Hay dos tipos de datos que necesitaría mayor robustez y estandarización. La actividad asistencial (las “intervenciones”) debería avanzar en su tipificación y en la determinación de sus atributos de valor. Deberíamos avanzar desde los actuales catálogos o carteras de servicios o prestaciones y del Catálogo de Referencia de Servicios Sociales acordado por el Consejo Territorial de Servicios Sociales y del SAAD para superar su carácter descriptivo y dotarlos de estándares de atención que permitan analizar y valorar la acción del sistema. Para empezar, se debería clarificar la confusión de prestaciones, establecimientos, equipos y programas que abunda en los catálogos y carteras existentes.
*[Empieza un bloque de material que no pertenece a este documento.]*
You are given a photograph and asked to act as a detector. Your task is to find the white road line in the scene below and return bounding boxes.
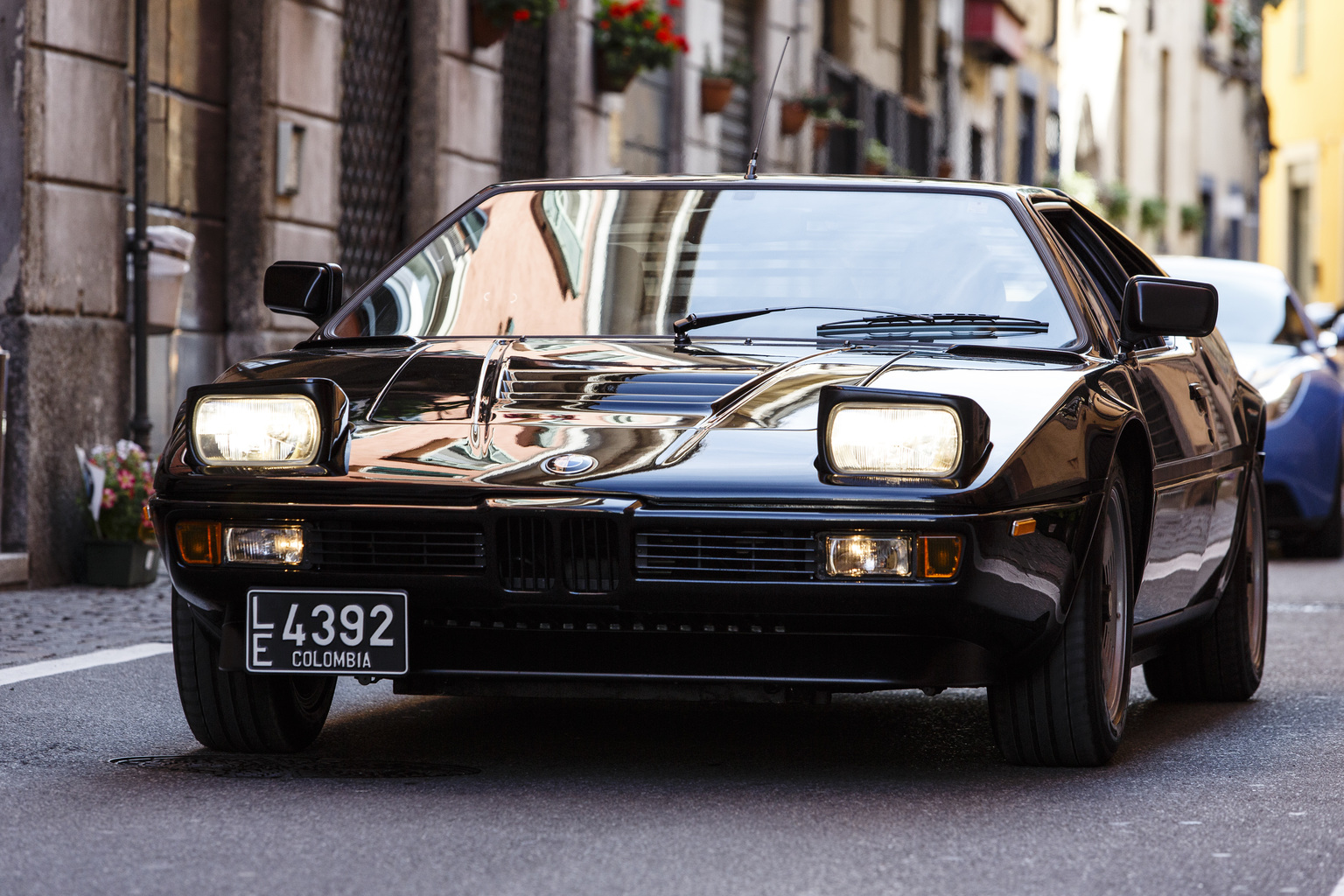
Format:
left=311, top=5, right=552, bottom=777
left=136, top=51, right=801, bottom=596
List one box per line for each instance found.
left=0, top=643, right=172, bottom=687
Por su parte, la categorización diagnóstica de los problemas a atender necesita dar un salto adelante. Sin un lenguaje común y estandarizado que permita la codificación no podemos pedirle maravillas a un sistema de información. No será fácil que los servicios sociales lleguen a disponer del equivalente del CIE-10, pero hay muchas cosas que se pueden hacer a partir de la experiencia del sistema y de iniciativas como el Projecte Intersocial. Hay muchos campos en los que es necesario avanzar, como el de la interoperabilidad o en la investigación y registro de impactos del sistema en aspectos relevantes para la ciudadanía.
Si queremos que un R2D2 sea un nuevo compañero en los centros de servicios sociales que permita a los profesionales dedicarse más plenamente a tareas con valor añadido, estos asuntos deberían entrar en la agenda de todas las administraciones competentes. En nuestro país, la diversidad de las mismas obliga a un esfuerzo adicional. En un campo que de hecho es “federal” y descentralizado, el ministerio responsable en el gobierno central podría desempeñar un papel de liderazgo importante, siempre que sepa reunir a los gobiernos implicados y favorecer el trabajo colaborativo entre ellos, en lugar de tratar de fijar modelos desde arriba que luego nadie sigue.